GitHub - logannye/emsqrt: Process any data size with a fixed, small memory footprint. EM-√ is an external-memory ETL/log processing engine with hard peak-RAM guarantees. Unlike traditional systems that "try" to stay within memory limits, EM-√ enforces a strict memory cap, enabling you to process arbitrarily large datasets using small memory footprints.

EM-√ (EM-Sqrt): External-Memory ETL Engine

Process any dataset size with a fixed, small memory footprint.

EM-√ is an external-memory ETL/log processing engine with hard peak-RAM guarantees. Unlike traditional systems that "try" to stay within memory limits, EM-√ enforces a strict memory cap, enabling you to process arbitrarily large datasets using small memory footprints.

Key Features

Hard Memory Guarantees: Never exceeds the configured memory cap (default 512MB).
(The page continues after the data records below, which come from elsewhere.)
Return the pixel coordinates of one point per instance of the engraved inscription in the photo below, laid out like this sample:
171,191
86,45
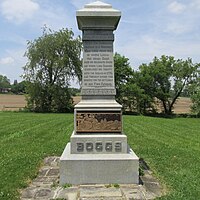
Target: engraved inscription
118,146
98,122
89,146
98,68
99,146
98,91
108,146
98,35
80,147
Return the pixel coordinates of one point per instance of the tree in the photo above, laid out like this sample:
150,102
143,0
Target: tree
194,90
53,60
129,90
19,88
123,74
166,78
4,82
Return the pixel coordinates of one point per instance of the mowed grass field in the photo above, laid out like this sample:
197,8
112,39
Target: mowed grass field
171,148
16,102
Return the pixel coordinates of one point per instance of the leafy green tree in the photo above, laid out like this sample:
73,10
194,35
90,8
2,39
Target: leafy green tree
123,74
128,83
4,82
53,60
166,78
19,88
194,90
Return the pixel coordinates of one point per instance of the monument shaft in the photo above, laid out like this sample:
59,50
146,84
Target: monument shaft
98,150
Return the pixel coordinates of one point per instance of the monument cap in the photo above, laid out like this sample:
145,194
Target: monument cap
98,15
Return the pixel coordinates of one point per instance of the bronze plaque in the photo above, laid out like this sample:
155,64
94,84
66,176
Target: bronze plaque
98,122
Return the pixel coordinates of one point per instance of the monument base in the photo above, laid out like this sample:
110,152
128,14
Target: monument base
98,168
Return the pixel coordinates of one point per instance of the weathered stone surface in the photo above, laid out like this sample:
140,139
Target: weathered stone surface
53,172
99,192
68,193
48,190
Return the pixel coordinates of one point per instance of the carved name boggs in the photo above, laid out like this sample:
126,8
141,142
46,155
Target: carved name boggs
98,122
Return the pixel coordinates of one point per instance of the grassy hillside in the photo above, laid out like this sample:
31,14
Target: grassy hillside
171,147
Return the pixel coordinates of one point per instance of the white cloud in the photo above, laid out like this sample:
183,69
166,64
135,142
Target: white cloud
80,3
18,11
178,28
176,7
6,61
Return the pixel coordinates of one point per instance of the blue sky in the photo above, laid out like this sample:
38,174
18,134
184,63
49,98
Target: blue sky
147,28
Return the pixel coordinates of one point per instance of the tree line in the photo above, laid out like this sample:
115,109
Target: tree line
54,59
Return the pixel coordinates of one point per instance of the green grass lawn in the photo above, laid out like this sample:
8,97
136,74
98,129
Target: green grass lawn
171,147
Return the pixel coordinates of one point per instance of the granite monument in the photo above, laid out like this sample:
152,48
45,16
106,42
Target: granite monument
98,152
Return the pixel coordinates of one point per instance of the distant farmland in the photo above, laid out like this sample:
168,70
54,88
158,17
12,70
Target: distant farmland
16,102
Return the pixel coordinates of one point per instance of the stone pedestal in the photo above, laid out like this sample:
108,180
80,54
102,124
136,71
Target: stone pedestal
98,150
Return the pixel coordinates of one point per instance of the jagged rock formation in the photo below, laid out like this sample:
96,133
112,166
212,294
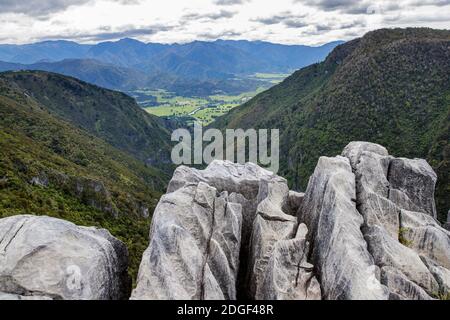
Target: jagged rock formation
227,232
365,228
47,258
447,225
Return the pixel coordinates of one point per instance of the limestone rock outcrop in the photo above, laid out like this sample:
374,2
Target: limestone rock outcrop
226,232
47,258
395,196
365,228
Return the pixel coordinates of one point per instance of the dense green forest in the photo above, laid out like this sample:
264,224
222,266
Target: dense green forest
390,87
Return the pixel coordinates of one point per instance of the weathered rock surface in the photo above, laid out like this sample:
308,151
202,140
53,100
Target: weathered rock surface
345,268
218,234
447,225
288,275
194,247
365,228
43,257
396,198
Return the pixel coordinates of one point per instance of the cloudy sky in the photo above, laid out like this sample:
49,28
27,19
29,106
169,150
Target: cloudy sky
309,22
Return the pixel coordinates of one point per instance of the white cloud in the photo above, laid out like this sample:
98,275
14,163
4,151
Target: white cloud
285,21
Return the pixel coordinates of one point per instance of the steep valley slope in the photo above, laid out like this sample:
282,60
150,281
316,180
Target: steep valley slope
54,161
390,87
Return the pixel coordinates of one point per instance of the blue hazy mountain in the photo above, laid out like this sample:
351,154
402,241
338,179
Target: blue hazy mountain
196,68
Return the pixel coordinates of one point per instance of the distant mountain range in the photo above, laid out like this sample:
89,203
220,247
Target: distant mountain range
196,68
390,87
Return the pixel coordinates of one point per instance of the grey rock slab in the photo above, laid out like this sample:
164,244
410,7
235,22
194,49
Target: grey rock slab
388,252
289,276
345,268
401,287
425,236
416,180
194,247
270,226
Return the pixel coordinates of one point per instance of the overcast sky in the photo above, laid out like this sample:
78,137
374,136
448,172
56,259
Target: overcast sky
309,22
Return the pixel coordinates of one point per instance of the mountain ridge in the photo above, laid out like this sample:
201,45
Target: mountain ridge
391,87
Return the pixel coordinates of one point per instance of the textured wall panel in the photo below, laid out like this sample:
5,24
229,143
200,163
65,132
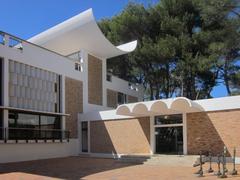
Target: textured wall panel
32,88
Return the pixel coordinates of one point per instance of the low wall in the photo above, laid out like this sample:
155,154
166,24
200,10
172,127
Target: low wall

All allocations are tracked via RAII guards.
External-Memory Operators: Sort, join, and aggregate operations automatically spill to disk when memory limits are hit.
Tree Evaluation (TE) Scheduling: Principled execution schedule that decomposes plans into blocks with bounded fan-in to control peak memory.
Cloud-Ready: Spill segments support local filesystem with checksums and compression. S3 and GCS adapters are planned.
Pluggable Spill Storage: Point spills at local paths or cloud object stores (S3, GCS, Azure) with retry/backoff controls.
Parquet Support: Native columnar Parquet I/O with Arrow integration (optional --features parquet).
Grace Hash Join: Automatic partition-based hash join for datasets exceeding memory limits.
Deterministic Execution: Stable plan hashing for reproducibility and auditability.
Memory-Constrained Environments: Designed for edge computing, serverless, embedded systems, and containerized deployments.

Quick Start

Installation

# Clone the repository
git clone https://github.com/logannye/emsqrt.git
cd emsqrt

# Build the project
cargo build --release

# Run tests
cargo test

Basic Usage

Programmatic API

use emsqrt_core::schema::{Field, DataType, Schema};
use emsqrt_core::dag::LogicalPlan as L;
use emsqrt_core::config::EngineConfig;
use emsqrt_planner::{rules, lower_to_physical, estimate_work};
use emsqrt_te::plan_te;
use emsqrt_exec::Engine;

// Define your schema
let schema = Schema {
    fields: vec![
        Field::new("id", DataType::Int64, false),
        Field::new("name", DataType::Utf8, false),
        Field::new("age", DataType::Int64, false),
    ],
};

// Build a logical plan: scan → filter → project → sink
let scan = L::Scan {
    source: "file:///path/to/input.csv".to_string(),
    schema: schema.clone(),
};

let filter = L::Filter {
    input: Box::new(scan),
    expr: "age > 25".to_string(),
};

let project = L::Project {
    input: Box::new(filter),
    columns: vec!["name".to_string(), "age".to_string()],
};

let sink = L::Sink {
    input: Box::new(project),
    destination: "file:///path/to/output.csv".to_string(),
    format: "csv".to_string(),
};

// Optimize and execute
let optimized = rules::optimize(sink);
let phys_prog = lower_to_physical(&optimized);
let work = estimate_work(&optimized, None);
let te = plan_te(&phys_prog.plan, &work, 512 * 1024 * 1024)?; // 512MB memory cap

// Configure and run
let mut config = EngineConfig::default();
config.mem_cap_bytes = 512 * 1024 * 1024; // 512MB
config.spill_dir = "/tmp/emsqrt-spill".to_string();

let mut engine = Engine::new(config).expect("engine initialization");
let manifest = engine.run(&phys_prog, &te)?;

println!("Execution completed in {}ms", manifest.finished_ms - manifest.started_ms);

YAML DSL

The YAML DSL supports linear pipelines with the following operators:

steps:
  - op: scan
    source: "data/logs.csv"
    schema:
      - { name: "ts", type: "Utf8", nullable: false }
      - { name: "uid", type: "Utf8", nullable: false }
      - { name: "amount", type: "Float64", nullable: true }
  
  - op: filter
    expr: "amount > 1000"
  
  - op: project
    columns: ["ts", "uid", "amount"]
  
  - op: sink
    destination: "results/filtered.csv"
    format: "csv"  # or "parquet" (requires --features parquet)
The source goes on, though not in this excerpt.